The same principle can be applied to real life. An ideal husband is a worthless piece of shit once he starts cheating. Doesn't matter how wonderful he appears to be beforehand. And that's all it would've been. A façade. You don't cheat if you're good. I don't want excuses. You don't do it. Period. End of discussion. A police officer oversteps his authority? A criminal. A ballplayer cheats to win? Doesn't deserve the rewards. Politician lies? Shouldn't get the votes or hold office.
But, the line gets blurred when it comes to soldiers, doesn't it? That's what I learned from watching American Sniper last night. Clint Eastwood's film is excellent. Not as artsy as The Hurt Locker but more engaging. Bradley Cooper earns his Oscar nomination with his portrayal of military legend Chris Kyle caught between his duty and his moral obligation. Soldiers do bad things but they're not fucking bad guys. They're heroes. Those who send warriors into battle are the real villains. And, I think this goes for both sides. Sure, the film inaccurately portrays all Muslims as Islamic militants. But, a careful analysis reveals that we're only seeing their world through a limited-omniscient narration. We only know what the soldier knows. What he's taught. What he learns. This even applies to his relationship with his wife.
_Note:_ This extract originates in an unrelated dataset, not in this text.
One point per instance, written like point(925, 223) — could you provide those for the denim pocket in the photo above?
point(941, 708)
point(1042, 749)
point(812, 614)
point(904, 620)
All Kyle hears is … you need to come home, we're your family, I can't take this anymore … so that's all we hear. There's no depth to his wife's character. That's not stereotyping, that's storytelling. We only know the world through our protagonist. If that's what Kyle believes, we can't be mad at the movie. Only at the system that created him.
On a side note, the real life Chris Kyle had a rather public dispute with my all-time favorite wrestler Jesse "The Body" Ventura. Here's a quick synopsis: Kyle claimed he punched Ventura in the face for badmouthing Navy Seals. Ventura denied the accusation. He was a Seal during the Vietnam War, after all. Seems ridiculous, right? Ventura sued Kyle for defamation and won. Kyle's widow (Kyle was murdered a couple of years ago) is appealing the ruling. Ventura wants more money now because he believes the controversy (pronounced Jimmy Fallon's way, of course) was used to publicize Kyle's book and subsequent blockbuster movie. Make sense?
I find the whole case disheartening. Another tragic twist in another impossible situation. Kyle serves four tours in the Iraq War only to be killed by a crazed veteran. What are the chances? I wish more effort and financial resources were directed to help embattled soldiers. Too many ruined lives are forgotten. That's your ugly.